Behind The Scenes with Call Of Duty’s “KillCam” Photographer

This is probably my favorite commercial ever: a new ad for Call of Duty: Advanced Warfare features the “cameraman” behind the game’s “killcam”–the video that shows how you died after the fact. Actor Randal Higgins is the “killcamerman” who uses an arsenal of cameras, ranging from drones to GoPros, to DSLRs, to RC cars, etc. Watch below as he’s riding a dirtbike with a GoPro cam, strapped to the bottom of a helicopter with a DSLR and telephoto lens, hiding in a Christmas tree with GoPros, running around with shoulder rigs–the ultimate photojournalist right here! (via FS)

Man Crashes Drone On White House Lawn, Ruins It For The Rest of Us

Another person ruining drones for the rest of us: a camera drone crashed into the White House lawn this past week. A supposed government employee was behind the crash, saying he was flying it recreationally, which caused a lock down of the White House. What’s even worse though, is that the radar system that the white house uses to detect flying objects completely missed the drone. Apparently this was the case because a drone is a similar in size to a large bird, so it’s not meant to detect something that small. Flying a drone is illegal in DC due to the sensitive nature of the airspace. However, the man has not been charged with a crime and remains anonymous. In response to this, DJI wants to make sure this type of incident never happens again so they’re issuing a mandatory firmware update that will disable its camera drones in Washington DC’s no-fly-zone.
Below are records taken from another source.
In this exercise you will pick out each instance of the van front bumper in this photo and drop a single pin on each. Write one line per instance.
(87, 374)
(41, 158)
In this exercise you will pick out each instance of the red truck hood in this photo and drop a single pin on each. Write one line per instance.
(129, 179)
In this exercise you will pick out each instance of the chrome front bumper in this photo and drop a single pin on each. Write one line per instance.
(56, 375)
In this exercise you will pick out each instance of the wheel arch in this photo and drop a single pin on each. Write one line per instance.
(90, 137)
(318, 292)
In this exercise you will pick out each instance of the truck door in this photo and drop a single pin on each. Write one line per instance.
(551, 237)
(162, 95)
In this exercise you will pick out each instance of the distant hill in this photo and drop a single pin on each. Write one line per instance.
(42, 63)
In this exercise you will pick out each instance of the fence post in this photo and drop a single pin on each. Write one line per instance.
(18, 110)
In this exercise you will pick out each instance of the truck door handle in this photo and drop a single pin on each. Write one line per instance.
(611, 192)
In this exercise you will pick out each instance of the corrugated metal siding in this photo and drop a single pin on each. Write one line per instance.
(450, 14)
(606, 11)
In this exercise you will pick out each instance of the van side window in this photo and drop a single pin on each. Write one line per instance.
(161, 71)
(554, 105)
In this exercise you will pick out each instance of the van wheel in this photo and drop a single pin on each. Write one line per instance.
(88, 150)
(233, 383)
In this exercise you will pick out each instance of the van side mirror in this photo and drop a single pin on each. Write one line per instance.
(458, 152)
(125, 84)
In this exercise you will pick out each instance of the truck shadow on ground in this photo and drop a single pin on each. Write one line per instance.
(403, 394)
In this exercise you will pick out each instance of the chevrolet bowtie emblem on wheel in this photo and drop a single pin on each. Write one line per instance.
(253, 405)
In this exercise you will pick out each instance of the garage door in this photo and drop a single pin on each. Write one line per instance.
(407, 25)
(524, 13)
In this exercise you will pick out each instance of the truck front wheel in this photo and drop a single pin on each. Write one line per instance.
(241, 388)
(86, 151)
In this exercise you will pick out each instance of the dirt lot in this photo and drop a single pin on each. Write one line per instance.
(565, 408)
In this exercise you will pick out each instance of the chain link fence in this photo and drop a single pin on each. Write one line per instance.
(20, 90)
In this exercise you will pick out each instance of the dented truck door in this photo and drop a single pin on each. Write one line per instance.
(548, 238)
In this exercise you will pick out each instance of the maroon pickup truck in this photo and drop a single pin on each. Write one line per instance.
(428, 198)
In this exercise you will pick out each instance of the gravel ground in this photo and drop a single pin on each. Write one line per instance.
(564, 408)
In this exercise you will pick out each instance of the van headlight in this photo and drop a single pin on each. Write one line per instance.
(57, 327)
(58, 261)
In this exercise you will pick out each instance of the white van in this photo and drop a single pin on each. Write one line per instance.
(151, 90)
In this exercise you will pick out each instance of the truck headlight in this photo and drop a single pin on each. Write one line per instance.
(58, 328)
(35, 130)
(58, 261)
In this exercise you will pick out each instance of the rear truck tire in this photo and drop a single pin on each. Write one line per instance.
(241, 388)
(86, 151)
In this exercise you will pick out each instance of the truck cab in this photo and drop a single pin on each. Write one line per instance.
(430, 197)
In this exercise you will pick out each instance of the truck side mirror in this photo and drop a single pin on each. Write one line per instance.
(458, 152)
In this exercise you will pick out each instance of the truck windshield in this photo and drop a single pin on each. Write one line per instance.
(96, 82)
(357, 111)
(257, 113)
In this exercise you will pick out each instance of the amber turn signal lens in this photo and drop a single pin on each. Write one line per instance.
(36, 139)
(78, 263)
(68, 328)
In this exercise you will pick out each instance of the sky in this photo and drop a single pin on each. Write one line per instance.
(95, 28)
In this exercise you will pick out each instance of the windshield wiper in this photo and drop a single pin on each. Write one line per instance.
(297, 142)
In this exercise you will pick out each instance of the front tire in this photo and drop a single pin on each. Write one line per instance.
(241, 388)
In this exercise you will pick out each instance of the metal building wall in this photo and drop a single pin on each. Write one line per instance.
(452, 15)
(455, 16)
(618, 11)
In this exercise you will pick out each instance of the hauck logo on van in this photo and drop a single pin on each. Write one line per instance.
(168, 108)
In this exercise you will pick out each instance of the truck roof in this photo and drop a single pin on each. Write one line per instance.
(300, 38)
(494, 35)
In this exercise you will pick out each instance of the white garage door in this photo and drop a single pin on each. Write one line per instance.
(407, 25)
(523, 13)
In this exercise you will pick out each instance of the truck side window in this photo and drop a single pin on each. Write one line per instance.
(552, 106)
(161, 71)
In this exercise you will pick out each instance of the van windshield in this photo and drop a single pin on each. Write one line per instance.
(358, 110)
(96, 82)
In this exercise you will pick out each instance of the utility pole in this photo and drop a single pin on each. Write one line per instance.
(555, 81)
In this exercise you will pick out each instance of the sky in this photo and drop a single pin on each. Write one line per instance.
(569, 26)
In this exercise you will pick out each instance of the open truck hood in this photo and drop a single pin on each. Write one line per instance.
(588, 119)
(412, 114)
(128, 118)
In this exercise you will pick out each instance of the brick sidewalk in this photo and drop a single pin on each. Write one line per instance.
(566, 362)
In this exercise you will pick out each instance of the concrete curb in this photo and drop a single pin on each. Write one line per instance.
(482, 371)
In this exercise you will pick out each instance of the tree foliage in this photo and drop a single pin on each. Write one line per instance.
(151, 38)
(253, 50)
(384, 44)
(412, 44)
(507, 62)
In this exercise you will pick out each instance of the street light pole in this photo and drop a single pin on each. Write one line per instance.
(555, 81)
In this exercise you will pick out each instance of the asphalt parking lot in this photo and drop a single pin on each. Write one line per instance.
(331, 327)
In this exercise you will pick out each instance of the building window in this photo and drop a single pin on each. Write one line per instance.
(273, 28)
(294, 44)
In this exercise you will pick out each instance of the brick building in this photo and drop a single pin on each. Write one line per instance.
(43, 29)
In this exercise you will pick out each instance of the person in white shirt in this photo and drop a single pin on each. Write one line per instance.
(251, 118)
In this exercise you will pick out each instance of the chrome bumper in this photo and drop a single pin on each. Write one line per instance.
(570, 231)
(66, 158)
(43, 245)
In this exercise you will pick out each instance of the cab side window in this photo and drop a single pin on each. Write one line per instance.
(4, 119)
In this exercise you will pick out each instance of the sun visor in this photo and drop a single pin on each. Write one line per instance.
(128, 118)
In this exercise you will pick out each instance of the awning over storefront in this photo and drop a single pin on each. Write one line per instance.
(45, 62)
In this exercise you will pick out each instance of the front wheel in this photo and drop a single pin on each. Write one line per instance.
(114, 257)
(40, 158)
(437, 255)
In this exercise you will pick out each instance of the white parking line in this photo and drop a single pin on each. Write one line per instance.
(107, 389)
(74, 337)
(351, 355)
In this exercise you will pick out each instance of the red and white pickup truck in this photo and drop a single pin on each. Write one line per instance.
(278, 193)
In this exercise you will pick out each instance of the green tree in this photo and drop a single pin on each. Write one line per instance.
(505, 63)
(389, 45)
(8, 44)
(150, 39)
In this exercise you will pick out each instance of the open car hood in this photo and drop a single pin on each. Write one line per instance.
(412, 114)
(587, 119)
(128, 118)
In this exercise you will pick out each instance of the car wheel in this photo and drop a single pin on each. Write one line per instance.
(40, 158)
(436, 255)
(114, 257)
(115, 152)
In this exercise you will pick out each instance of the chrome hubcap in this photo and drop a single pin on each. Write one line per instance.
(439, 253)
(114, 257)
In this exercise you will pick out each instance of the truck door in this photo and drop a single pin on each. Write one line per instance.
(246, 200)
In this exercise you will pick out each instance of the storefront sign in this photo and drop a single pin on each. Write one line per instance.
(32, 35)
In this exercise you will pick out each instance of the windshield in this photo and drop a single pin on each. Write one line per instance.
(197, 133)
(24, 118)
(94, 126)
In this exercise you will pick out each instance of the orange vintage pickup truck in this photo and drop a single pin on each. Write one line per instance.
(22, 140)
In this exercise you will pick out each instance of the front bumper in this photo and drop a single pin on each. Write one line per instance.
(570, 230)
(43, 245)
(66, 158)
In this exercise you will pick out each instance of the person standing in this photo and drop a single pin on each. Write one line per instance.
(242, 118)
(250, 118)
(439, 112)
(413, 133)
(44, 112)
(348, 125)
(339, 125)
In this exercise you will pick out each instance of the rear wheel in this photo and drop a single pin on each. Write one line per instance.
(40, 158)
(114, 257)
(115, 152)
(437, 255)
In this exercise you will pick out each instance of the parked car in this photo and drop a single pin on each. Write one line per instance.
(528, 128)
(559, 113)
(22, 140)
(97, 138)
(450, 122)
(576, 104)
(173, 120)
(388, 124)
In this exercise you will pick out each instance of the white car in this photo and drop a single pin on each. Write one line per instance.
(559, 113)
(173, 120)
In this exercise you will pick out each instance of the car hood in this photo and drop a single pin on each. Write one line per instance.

The new firmware will prevent Phantom 2 drones from flying anywhere inside a 15.5-mile radius of downtown Washington DC, however DJI’s Inspire 1 and Spreadingwings series have not yet been restricted… (via NS)

Rare Single Edition Leica Lens On eBay

The ultra rare Leica R 600mm f/5 prototype lens has made its way on eBay with the heavy price of $230,000, and weighing in at 11 lbs. This is a single edition, being the only lens ever made for Leica’s Apo-Telyt line, which never went into production. Photo company Photo Arsenal Worldwide is behind the sale. This same lens was auctioned for $70,000 back in 2013; quite a price jump… (via PP)


NPPA’s New Study Says Professional Shots Look Better Than Amateur Photos

The NPPA conducted a study that compares public perception of professionally shot photos vs. amateur shot. The conclusion was that the public found the pro-shot images much more memorable (woah, no way!). The study involved 52 subjects and 200 photographs — 100 captured by a professional photographer and 100 amateur “crowdsourced” photos that were published by various news organizations. The order of the photos was random, and the images appeared next to their original captions. The study also concluded that the subjects were able to figure out whether a photo was professional or amateur 90% of the time. Professional photos were also twice as appealing for sharing online, attracted attention for longer, and constituted 100% of the 20 “most memorable” photos, as selected by the participants. The researcher behind the study says they also found that people value seeing faces, relationships, special access, quality captions, and good storytelling.